The links page is my "second front page."  Again: The main purpose of the site is information dissemination.  I'm constantly straining to make software more efficient, capable, maintainable, etc., and to demonstrate what can be done with simpler hardware.  The modules I offer are ones I designed for my own use and figured I might as well make them available to others as well, to promote our interest.  Goals for a home-made computer tend to quickly become too lofty to carry them out in your lifetime, or change faster than you can build.  It helps to have various sections ready-made.

The first module is WM-1, a 32Mb 4Mx8 5V 10ns SRAM module.  Data sheet here.  Email me at wilsonminesBdslextremeBcom (replacing the B's with @ and .) to buy.  The module is 2.3" long, and is available with 90° pins (shown first, and it makes the module stand perpendicular to the mother board), or straight (shown second, and which puts it parallel to the mother board), or now also with rows at .300" spacing (shown third).  Specify your preference when ordering.

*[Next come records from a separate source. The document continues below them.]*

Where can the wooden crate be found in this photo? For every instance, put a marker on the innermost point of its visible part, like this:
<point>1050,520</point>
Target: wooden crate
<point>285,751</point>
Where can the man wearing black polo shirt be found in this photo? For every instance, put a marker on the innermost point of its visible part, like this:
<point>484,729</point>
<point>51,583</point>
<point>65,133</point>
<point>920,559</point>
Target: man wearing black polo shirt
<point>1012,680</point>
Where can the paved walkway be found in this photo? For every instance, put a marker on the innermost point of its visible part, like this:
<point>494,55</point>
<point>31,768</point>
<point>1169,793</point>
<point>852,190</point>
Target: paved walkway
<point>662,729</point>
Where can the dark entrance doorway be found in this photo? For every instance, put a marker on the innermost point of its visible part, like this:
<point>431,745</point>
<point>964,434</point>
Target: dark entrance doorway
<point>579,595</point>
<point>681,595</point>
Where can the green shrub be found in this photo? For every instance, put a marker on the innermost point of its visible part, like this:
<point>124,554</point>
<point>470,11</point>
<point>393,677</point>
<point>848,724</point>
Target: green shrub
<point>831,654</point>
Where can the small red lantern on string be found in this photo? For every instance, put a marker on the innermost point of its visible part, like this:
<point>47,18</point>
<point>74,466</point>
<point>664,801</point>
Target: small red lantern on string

WM-1 32Mb 4Mx8 10ns 5V SRAM module, 90° pins WM-1 32Mb 4Mx8 10ns 5V SRAM module, straight pins WM-1 32Mb 4Mx8 10ns 5V SRAM module, pins with .300" row spacing
SBC-4 with WM-1 memory module

This is the densest, fastest 5V SRAM module that I know of, and its pin header makes it hobbyist-friendly.  When fully populated, it has 64 times as much RAM as the Commodore 64 did, and 32 times as much as the original Mac did.  Being SRAM, it is free of the complications of DRAM management requirements.  There's more discussion of it on the forum here.  Daryl Rictor's SBC-4 computer which he sells (pictured above) uses it.  I can provide the sockets too, both in soldertail (for $2.89 each) and in wire-wrap (for $5.50 each).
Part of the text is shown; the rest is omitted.